Lubricate the chain, cable controls and pivot points.

Tighten crank bolts, brake assembly and seat.

Check the brakes to ensure nothing is rubbing. Wet a cotton swab with rubbing alcohol and run it along the brake pads. Inspect the grooves in the brake pads; if you can't see them, they're worn through and need replacing.

Look for stress and wear on the frame.

Wipe the bike down before your first ride and after every ride.

Next Sunday, REI College Park teams up with College Park Area Bicycle Coalition, sponsors for the 12th annual spring ride, starting at 9 a.m. from the store on Rhode Island Avenue.

The tour covers two loops of 12 to 15 miles, and will be accompanied by police officers on bicycles.
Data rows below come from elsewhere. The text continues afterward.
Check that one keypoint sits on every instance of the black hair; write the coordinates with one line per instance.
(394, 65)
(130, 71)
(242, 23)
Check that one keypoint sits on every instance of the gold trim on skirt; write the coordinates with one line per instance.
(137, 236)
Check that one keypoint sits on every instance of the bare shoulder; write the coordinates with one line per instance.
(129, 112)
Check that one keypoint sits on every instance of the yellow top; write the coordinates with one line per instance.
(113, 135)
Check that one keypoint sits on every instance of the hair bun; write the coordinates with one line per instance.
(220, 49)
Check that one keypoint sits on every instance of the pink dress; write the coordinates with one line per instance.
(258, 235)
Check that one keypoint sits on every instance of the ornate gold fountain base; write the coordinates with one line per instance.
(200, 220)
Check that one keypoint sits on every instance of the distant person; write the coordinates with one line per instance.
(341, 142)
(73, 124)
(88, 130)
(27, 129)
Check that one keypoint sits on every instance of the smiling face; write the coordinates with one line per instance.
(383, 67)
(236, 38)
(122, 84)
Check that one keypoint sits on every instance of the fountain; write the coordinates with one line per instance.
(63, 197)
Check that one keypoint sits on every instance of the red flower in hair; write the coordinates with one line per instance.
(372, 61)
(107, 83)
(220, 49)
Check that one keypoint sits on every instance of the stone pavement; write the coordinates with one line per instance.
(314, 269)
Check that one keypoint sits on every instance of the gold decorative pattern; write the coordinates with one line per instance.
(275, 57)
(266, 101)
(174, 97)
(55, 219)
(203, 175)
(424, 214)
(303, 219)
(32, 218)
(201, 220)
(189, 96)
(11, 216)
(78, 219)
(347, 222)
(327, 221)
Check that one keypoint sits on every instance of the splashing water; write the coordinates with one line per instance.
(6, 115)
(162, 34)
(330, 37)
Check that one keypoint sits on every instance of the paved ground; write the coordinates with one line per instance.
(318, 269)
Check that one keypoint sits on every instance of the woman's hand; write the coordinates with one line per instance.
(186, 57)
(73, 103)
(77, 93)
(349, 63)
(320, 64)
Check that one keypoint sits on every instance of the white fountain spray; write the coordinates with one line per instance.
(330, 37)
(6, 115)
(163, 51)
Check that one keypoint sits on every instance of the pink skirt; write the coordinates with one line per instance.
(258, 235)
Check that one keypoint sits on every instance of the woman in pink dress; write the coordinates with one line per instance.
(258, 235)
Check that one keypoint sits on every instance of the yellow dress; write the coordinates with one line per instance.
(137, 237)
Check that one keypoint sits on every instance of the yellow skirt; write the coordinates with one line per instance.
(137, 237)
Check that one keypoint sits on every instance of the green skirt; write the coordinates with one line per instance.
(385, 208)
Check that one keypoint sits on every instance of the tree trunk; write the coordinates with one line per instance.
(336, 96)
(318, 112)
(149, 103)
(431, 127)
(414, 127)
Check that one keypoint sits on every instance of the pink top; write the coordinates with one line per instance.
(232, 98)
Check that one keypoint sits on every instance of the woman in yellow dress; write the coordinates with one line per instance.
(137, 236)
REI technicians will provide safety checks. Call 301-982-9681.

Off-roading it

If off-road biking is more to your liking, pick up a copy of "Mountain Bike America," for the Washington/Baltimore region, now in its third edition.

The book ($17.95) contains detailed descriptions and maps for 27 Maryland rides, 11 in Northern Virginia and two in the District.

Authors and local cyclists Martin Fernandez and Scott Adams take a lot of the surprises out of the trails around here.

Full circle

Day One was technical. Day Two, painful. Day Three, memorable.

Craig Law, the Catonsville kayaker who got one last chance at an Olympic moment, may not have brought home the gold. But he did bring home the satisfaction of finishing what he started.

The 40-year-old finished the three-day Olympic whitewater slalom trials 41 spots behind winner Scott Shipley.

Law, who retired from the sport as a young man to be a family man, pushed himself to get back in shape for competition and qualified to compete at the trials on the Ocoee River in Tennessee last weekend.

After two runs that required precision paddling on Friday, Law and the others were forced to deal Saturday with a brutal course that attempted to answer the question "How much pain can you endure?" he says.

The temperature dropped from 80 to 35 degrees, with sleet and high winds, "and I spent more time underwater than above," he says.